Two books seems to be my maximum per week at the moment, and I found one to be excellent, and the other merely competent. The first book was
The Pretender (Jo Harkin), a reimagining of the story of
Lambert Simnel, a Yorkist pretender to the throne during the time of Henry VII. (The Wars of the Roses produced
a lot of random pretenders at various stages). In tone and writing style it reminded me a lot of Hilary Mantel's
Wolf Hall trilogy: lyrical, and in the present tense (the latter of which I usually only tolerate if the writing is really beautiful, which this is, in my opinion), although unlike Mantel's Thomas Cromwell, who knows and understands much more than those around him, Harkin's protagonist is a child, and a rather naive one at that, so hers is a story of the journey from ignorance to rueful understanding of the political machinations of the world. I remembered the broad contours of Simnel's story (like most royal pretenders, he does not have much luck), but she's fleshed it out in a way which feels plausible and perceptive. What I found truly impressive about the book, however, is the way Harkin uses medieval and early modern literature — the various classics of the day, with which Simnel was being tutored by those using him in order to mould him into a plausibly believable Yorkist heir — to shape the story. This is not just in terms of allusions (when her protagonist hits his lowest point, he's reading Boethius's
Consolation of Philosophy, for example), but even in the way the character moves through the narrative, so that there are points that feel more like a sort of
mirror for princes, whereas other times where the story shifts to a courtly romance, and towards the end it reads more like a Renaissance revenge tragedy. It's a really remarkable feat of literary craft, and was a lot of fun to try to spot and anticipate these things.
The second book,
Morgan Is My Name (Sophie Keetch) is the start of a new Arthurian fantasy trilogy, told from — as you can probably tell from the title — the perspective of Morgan Le Fay. There's nothing really wrong with Keetch's book, as she trots her readers through the familiar passages of the tale, and it's always interesting to see which bits of Arthuriana get slotted in where, and which bits get set aside (and speculate as to why), but I can't help but feel that an Arthurian retelling from the perspective of a female character needs to do more than just reiterate that patriarchal honour cultures are dangerous and awful for women, and that changing the point-of-view character from a familiar cycle of tales changes the perspective on events from within that cycle. (Maybe this would feel more groundbreaking to people who didn't read Marion Zimmer Bradley and a bunch of her imitators during their teenage years?) Keetch makes much of the Welsh origins of much of the Arthurian story in her afterward, but there doesn't seem to be much use of any of the Welsh tales I can remember — it's the usual mishmash of medieval and early modern sources, and the usual ahistorical mush of immediate post-Roman Britain politics, much later medieval cultural conventions, and fantasy elements.

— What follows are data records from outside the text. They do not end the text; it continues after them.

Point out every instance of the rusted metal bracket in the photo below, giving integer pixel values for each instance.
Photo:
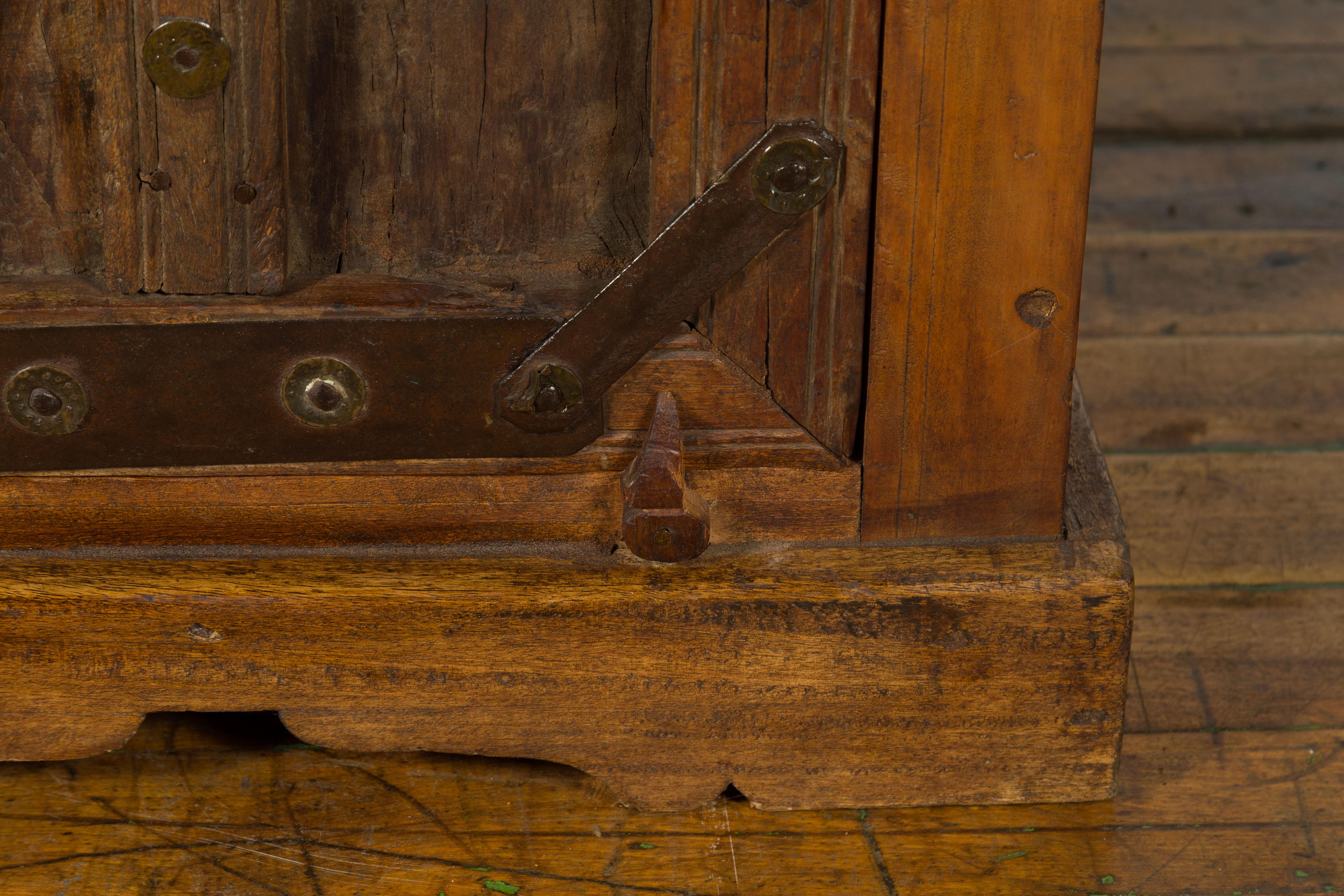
(287, 383)
(784, 175)
(663, 519)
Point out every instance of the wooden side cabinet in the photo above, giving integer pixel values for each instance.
(669, 389)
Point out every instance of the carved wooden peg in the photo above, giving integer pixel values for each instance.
(663, 520)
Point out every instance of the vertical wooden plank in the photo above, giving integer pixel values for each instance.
(800, 45)
(119, 148)
(795, 318)
(49, 143)
(732, 115)
(845, 228)
(150, 206)
(233, 23)
(191, 150)
(984, 160)
(254, 147)
(672, 109)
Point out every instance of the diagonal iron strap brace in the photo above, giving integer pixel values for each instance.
(281, 383)
(763, 195)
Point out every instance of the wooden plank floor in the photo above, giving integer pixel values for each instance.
(1213, 311)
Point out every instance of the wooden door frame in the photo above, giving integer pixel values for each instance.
(984, 158)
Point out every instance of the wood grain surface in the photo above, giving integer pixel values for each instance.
(1219, 281)
(803, 675)
(1257, 518)
(406, 652)
(1213, 659)
(1252, 185)
(1221, 69)
(1156, 393)
(982, 197)
(234, 807)
(726, 70)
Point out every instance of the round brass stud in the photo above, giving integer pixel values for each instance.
(323, 392)
(186, 58)
(550, 389)
(794, 175)
(46, 401)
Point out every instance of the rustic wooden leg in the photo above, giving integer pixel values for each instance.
(64, 735)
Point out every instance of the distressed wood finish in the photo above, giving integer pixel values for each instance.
(480, 144)
(233, 807)
(948, 649)
(725, 72)
(982, 199)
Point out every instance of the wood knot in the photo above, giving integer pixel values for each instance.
(1038, 308)
(198, 632)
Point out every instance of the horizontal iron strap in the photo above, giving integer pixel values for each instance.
(214, 394)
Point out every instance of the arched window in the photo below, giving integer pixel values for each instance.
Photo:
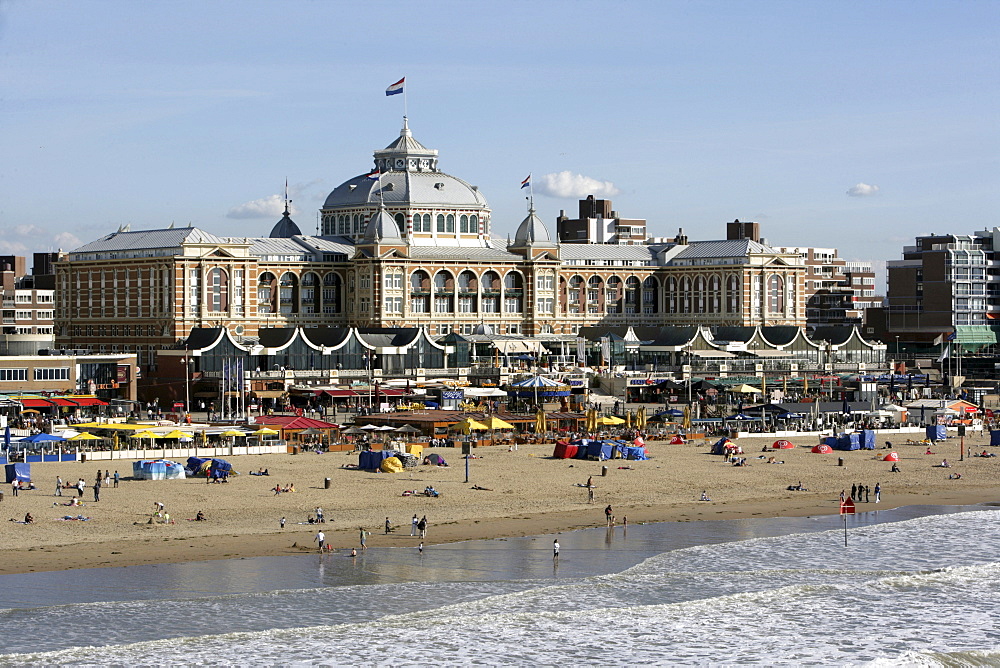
(732, 295)
(266, 293)
(443, 282)
(332, 293)
(714, 294)
(310, 293)
(775, 294)
(288, 295)
(218, 290)
(699, 295)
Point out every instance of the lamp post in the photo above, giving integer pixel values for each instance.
(187, 383)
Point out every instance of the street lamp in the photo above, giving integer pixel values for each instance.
(187, 383)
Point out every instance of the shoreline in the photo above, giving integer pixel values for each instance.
(298, 540)
(529, 493)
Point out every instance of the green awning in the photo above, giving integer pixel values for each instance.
(977, 334)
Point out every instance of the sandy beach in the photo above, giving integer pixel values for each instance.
(528, 493)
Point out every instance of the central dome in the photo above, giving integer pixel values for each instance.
(429, 206)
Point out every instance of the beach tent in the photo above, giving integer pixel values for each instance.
(156, 469)
(937, 432)
(391, 465)
(20, 471)
(436, 459)
(868, 439)
(850, 441)
(720, 446)
(600, 450)
(564, 450)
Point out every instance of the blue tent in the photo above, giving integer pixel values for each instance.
(868, 439)
(848, 442)
(18, 472)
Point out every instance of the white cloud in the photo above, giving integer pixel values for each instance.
(862, 190)
(272, 206)
(573, 186)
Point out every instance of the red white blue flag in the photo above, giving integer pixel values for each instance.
(396, 88)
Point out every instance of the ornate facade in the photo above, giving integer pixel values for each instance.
(409, 246)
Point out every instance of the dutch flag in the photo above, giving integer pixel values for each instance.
(396, 88)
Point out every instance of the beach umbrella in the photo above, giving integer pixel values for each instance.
(540, 426)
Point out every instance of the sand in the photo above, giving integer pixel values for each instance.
(531, 494)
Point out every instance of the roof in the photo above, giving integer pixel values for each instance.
(473, 253)
(285, 227)
(723, 248)
(634, 252)
(150, 239)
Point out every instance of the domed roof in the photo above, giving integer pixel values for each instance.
(285, 228)
(531, 231)
(409, 175)
(382, 228)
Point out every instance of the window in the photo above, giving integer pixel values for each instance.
(56, 373)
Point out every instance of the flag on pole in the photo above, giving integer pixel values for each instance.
(396, 88)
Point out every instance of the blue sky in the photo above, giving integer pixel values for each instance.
(688, 114)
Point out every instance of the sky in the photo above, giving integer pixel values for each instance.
(853, 125)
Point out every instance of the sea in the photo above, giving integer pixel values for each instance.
(913, 586)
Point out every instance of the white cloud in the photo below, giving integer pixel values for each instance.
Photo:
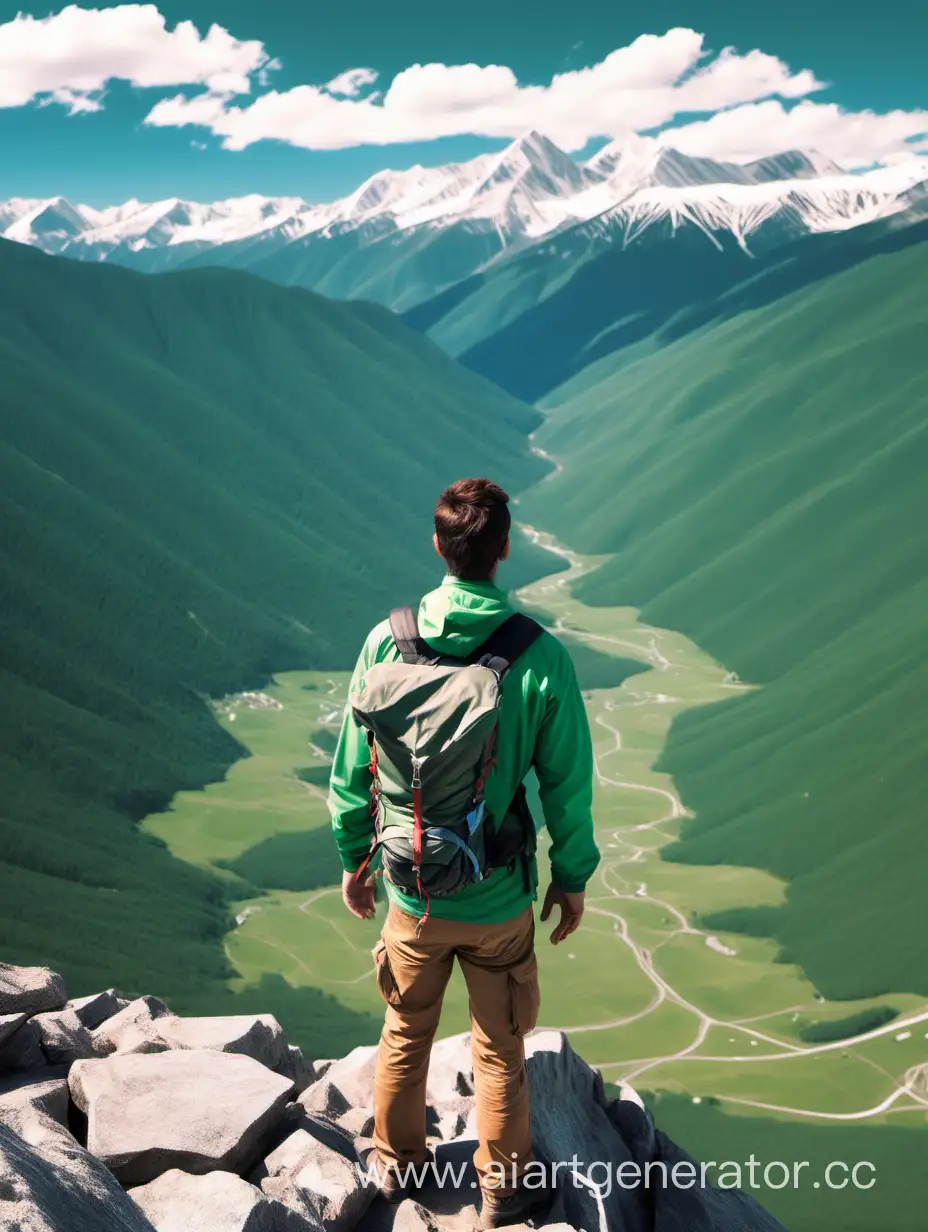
(70, 56)
(351, 81)
(68, 59)
(853, 139)
(639, 86)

Her Morgan is ... fine as a point-of-view character, albeit very much lacking in any flaws beyond perhaps being too impulsive and quick to react emotionally in situations where it would probably serve her better to pause and come up with a clever plan. I'll probably stick with the trilogy, but it's definitely not among the more impressive Arthurian retellings, in my opinion.
I hope everyone has been having lovely weekends, and possibly better luck when it comes to the evenness in quality of their reading material.